We got that one scene of Star-Lord getting deloused in the prison, I guess, as part of the “Hooked on a Feeling” sequence. That was more funny than sexy, though. (And shot in a way that evoked very straightforward, face-off masculinity more than vulnerability.) Props to the producers, however, for resisting a Gamora prison shower scene, even when they could have tied it to the plot and such.

Four of the speaking-part ladies (the exceptions being Peter’s Mom and Nova Prime) were dressed in sexually-evocative ways, from Gamora’s catsuit to Nebula’s catsuit to Gamora’s other catsuit to Bereet’s shirt and undies (I think that’s what she was wearing) to Carina’s fetish dress with wrist cuffs to Gamora’s plunging mini-dress. Huh. Gamora has a lot of clothes for an assassin on the run.

Not that I hated said clothes. They were stylish; they looked cool. Carina’s outfit disturbed me with its “living-doll” vibe, but then again, it was supposed to. And there was probably some desire on the part of the filmmakers to prove to the audience that Gamora’s green goes all the way down. (In part because of the sexy factor and in part because an alien color-makeup feels more complete if it’s not just face and hands.)

And if I had the money for cosplay, and the time to go to events where cosplay happens, I would probably dress up as Nebula. That’s one villain who’s all style over substance, but I just don’t care, because the style is that good.

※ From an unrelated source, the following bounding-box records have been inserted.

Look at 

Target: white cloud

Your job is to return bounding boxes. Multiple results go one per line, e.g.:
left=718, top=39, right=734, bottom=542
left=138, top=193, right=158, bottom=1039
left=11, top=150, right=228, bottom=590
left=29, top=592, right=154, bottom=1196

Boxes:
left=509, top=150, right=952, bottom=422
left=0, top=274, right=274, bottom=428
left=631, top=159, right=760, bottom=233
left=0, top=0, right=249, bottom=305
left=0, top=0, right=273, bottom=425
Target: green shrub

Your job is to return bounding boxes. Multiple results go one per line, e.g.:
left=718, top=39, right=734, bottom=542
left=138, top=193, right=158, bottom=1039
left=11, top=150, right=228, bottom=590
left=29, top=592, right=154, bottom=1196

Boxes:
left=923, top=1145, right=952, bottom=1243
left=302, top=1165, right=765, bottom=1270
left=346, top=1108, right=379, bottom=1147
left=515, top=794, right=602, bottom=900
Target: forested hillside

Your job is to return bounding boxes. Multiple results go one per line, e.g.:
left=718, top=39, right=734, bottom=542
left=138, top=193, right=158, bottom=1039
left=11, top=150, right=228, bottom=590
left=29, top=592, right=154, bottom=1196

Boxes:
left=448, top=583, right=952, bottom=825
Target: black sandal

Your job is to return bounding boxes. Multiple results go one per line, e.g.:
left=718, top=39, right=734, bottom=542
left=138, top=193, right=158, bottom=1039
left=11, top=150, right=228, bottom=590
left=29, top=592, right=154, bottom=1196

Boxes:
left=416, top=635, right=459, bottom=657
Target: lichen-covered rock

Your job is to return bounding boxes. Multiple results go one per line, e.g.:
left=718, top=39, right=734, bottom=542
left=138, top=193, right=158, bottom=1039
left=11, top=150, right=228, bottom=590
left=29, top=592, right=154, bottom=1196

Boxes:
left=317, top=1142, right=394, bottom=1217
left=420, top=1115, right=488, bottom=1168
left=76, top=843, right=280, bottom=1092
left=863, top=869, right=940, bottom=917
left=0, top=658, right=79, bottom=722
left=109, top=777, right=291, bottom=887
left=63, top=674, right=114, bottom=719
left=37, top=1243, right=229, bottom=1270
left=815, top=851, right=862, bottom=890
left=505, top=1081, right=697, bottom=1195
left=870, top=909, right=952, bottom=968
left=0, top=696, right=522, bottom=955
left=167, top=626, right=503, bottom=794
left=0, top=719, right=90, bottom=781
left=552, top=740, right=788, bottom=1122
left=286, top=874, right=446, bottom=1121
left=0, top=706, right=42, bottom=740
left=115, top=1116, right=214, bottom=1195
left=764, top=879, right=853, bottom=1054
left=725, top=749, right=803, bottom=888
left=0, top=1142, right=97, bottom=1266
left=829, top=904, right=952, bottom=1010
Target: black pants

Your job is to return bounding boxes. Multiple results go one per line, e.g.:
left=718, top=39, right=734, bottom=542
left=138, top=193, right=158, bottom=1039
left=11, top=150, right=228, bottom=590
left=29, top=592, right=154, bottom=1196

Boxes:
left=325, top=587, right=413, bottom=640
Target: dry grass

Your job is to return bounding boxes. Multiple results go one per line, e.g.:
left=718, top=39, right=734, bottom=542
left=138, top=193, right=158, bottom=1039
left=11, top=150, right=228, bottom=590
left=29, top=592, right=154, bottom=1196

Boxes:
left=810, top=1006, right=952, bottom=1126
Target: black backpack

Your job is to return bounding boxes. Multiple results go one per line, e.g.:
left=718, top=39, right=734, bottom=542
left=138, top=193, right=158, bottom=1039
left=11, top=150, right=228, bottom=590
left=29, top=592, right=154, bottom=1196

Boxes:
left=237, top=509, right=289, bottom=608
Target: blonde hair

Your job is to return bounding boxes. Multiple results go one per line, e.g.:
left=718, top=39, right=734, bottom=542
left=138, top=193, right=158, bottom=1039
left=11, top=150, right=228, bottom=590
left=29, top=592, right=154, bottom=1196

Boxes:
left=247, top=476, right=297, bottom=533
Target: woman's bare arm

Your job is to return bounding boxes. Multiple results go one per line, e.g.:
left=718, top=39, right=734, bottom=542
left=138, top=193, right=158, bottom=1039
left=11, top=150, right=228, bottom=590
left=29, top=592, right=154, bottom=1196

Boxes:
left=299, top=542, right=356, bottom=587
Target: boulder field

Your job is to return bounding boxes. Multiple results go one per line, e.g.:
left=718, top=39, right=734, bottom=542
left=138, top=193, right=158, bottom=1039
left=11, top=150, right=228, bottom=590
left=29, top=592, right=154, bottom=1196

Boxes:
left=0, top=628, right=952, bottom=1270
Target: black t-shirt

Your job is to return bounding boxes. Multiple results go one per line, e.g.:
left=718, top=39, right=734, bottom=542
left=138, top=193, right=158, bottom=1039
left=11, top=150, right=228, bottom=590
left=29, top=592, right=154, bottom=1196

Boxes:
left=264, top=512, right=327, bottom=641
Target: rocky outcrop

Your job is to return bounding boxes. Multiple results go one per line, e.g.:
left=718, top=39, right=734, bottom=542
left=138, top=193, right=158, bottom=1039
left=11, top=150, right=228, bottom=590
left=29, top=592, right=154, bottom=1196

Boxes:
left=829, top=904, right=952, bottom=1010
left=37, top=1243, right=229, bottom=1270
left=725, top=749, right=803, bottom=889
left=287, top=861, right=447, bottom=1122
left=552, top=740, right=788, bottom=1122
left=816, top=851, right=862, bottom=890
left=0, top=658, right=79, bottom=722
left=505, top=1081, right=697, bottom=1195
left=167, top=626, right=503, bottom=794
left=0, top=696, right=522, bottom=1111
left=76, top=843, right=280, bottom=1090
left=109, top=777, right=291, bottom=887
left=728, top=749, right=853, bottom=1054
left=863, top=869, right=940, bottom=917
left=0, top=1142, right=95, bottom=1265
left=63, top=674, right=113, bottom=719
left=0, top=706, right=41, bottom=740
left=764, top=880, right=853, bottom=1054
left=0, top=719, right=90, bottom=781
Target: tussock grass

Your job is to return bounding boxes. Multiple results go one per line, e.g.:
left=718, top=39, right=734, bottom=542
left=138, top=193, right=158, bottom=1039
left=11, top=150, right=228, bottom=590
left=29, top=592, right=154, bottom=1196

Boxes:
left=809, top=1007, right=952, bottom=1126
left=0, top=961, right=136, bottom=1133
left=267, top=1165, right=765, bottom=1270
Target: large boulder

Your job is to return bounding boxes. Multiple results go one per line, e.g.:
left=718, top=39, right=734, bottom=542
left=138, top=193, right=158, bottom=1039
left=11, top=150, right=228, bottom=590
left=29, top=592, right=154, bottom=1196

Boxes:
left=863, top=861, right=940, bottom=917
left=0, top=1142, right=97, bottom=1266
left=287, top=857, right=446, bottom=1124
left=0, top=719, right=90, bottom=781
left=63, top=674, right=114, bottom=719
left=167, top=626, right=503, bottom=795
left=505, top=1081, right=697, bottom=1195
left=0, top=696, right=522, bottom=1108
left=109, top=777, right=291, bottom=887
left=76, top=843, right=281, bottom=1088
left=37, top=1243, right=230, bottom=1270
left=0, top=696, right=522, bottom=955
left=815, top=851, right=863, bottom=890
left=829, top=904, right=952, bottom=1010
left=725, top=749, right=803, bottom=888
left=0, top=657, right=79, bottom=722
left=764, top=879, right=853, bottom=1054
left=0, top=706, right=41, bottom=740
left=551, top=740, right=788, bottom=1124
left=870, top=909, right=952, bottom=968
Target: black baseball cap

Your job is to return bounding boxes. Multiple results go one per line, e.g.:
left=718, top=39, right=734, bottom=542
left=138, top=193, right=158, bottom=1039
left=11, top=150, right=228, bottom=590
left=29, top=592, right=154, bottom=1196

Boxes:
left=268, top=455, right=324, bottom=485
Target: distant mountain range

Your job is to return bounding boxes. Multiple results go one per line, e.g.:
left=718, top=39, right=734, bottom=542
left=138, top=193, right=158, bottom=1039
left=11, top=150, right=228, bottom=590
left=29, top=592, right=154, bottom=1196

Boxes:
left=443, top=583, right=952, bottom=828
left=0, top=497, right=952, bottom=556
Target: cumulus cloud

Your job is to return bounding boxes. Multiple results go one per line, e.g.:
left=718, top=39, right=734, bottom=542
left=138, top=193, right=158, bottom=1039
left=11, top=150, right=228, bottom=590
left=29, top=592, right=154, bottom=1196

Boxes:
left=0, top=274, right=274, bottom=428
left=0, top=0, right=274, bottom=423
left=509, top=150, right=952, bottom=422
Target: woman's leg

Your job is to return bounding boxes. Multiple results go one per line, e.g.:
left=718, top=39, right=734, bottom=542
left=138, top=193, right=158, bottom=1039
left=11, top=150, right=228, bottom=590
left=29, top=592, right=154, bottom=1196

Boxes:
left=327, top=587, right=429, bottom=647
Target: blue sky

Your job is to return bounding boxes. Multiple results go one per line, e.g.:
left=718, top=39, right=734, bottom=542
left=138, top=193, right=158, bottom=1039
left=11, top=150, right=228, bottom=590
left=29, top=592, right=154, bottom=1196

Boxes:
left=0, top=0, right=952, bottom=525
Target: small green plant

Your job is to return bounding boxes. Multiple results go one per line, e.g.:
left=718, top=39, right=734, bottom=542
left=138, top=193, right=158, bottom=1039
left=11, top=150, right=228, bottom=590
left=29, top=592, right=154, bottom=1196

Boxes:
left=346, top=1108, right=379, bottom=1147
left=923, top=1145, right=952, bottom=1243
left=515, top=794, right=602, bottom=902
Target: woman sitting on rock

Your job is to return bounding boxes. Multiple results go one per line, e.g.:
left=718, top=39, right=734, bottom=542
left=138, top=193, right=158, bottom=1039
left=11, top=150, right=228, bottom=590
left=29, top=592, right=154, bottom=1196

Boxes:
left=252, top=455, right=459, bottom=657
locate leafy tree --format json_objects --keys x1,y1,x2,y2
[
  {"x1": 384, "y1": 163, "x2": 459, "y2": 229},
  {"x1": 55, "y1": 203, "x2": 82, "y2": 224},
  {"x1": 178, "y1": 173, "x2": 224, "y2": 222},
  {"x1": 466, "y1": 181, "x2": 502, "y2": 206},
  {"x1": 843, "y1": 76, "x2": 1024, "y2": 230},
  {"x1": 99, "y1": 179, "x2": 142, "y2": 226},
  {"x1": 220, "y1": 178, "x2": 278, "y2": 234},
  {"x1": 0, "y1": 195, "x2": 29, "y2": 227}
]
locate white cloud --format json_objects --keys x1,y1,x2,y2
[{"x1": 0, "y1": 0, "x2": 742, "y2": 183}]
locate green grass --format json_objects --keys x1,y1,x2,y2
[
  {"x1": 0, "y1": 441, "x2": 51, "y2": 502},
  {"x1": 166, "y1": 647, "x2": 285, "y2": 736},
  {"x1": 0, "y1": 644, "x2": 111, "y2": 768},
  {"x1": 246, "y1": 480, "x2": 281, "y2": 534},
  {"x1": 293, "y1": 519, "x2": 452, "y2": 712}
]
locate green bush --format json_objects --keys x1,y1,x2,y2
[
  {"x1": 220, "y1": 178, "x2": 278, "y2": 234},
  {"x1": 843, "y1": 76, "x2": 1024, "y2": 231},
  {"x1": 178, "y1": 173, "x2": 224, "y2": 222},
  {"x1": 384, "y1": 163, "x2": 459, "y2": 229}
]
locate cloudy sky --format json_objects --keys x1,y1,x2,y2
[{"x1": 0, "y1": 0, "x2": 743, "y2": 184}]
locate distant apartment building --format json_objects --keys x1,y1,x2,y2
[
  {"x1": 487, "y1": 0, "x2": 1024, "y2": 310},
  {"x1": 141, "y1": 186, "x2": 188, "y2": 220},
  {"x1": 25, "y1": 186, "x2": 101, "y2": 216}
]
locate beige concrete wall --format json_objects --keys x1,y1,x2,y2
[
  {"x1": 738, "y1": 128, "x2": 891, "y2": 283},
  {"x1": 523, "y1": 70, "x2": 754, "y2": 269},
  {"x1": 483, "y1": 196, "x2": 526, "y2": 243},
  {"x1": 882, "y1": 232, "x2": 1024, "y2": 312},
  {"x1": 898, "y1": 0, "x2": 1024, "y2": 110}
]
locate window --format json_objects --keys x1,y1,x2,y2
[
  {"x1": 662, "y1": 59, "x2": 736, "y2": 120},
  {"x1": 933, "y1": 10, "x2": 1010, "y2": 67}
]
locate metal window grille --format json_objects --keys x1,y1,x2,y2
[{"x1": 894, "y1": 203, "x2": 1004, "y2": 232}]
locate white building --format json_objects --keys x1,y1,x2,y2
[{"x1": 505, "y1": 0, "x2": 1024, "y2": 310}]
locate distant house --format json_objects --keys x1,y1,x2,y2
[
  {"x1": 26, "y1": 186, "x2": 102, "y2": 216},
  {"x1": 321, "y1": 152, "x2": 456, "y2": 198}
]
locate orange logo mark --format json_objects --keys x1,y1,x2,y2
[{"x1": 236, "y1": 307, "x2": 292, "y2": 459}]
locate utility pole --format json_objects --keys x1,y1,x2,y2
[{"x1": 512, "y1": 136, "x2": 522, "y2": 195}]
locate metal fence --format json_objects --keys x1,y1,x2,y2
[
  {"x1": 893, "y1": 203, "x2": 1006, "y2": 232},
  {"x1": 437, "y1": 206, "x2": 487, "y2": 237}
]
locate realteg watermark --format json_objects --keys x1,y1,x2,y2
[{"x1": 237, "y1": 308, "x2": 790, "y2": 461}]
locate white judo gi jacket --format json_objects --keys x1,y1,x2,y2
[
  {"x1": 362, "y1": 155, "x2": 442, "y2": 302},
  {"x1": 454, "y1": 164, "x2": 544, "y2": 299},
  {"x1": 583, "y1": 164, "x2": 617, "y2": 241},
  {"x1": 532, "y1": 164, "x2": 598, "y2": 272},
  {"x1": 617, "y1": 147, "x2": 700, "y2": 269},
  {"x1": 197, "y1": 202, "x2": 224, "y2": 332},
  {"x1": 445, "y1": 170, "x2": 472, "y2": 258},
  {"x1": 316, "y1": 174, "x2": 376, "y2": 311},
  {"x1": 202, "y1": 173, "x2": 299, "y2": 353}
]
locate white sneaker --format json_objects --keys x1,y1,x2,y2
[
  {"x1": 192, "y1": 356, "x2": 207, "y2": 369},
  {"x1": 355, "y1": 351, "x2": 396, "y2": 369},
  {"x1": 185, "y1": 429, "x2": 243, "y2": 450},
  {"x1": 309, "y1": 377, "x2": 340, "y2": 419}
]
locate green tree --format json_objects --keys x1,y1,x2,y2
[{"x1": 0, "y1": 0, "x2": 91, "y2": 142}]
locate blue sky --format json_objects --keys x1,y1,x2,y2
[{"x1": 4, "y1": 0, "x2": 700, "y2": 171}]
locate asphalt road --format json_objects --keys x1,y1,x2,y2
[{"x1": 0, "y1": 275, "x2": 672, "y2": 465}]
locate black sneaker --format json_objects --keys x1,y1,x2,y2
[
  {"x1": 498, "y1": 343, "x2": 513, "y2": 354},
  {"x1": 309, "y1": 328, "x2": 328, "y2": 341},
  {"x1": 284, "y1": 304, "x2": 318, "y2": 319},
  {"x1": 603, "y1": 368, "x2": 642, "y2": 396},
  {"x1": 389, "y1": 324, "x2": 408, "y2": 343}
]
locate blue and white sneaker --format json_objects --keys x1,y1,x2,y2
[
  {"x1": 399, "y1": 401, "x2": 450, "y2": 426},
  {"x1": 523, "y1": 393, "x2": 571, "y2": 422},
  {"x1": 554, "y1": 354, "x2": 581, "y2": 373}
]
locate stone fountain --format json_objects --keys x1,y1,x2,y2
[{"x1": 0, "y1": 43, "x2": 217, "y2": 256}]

So, even if the studio kind of forgot that (straight, bi) women were looking (or remembered and just didn’t care), it still felt like they remembered that we were watching. This was a much more balanced (if still really skewed) ratio of male-to-female characters than I’ve come to expect from Marvel movies, and that was really nice. It was especially refreshing to see a woman in position of political power in Glenn Close’s Nova Prime.

I do have a nit to pick, as always: Why does Drax call Gamora a “green whore” at the end, when he’s making nice with everybody? They spent the whole movie explaining how Drax’s people were super-duper literal and didn’t get metaphor, and yet, as far as we know, Gamora has never exchanged sex for money. (At least, it didn’t come up in the movie.) Was Drax learning how to metaphorically slut-shame women part of his character development or something?

And as a side note: Isn’t Gamora just kind of the universe’s most adorable assassin? She’s clearly the most ethical of the Guardians, at least in terms of her behavior in the course of the movie. (The group’s assassin is its moral compass. Makes sense.) And when she came in with “We’re just like Kevin Bacon!”, she ensured that I would love her forever. After Star Trek: Into Darkeness, Avatar, and now this, it’s starting to look like Zoe Saldana specializes in playing the sexy female “heart” of big-budget, male-led action SF cinema.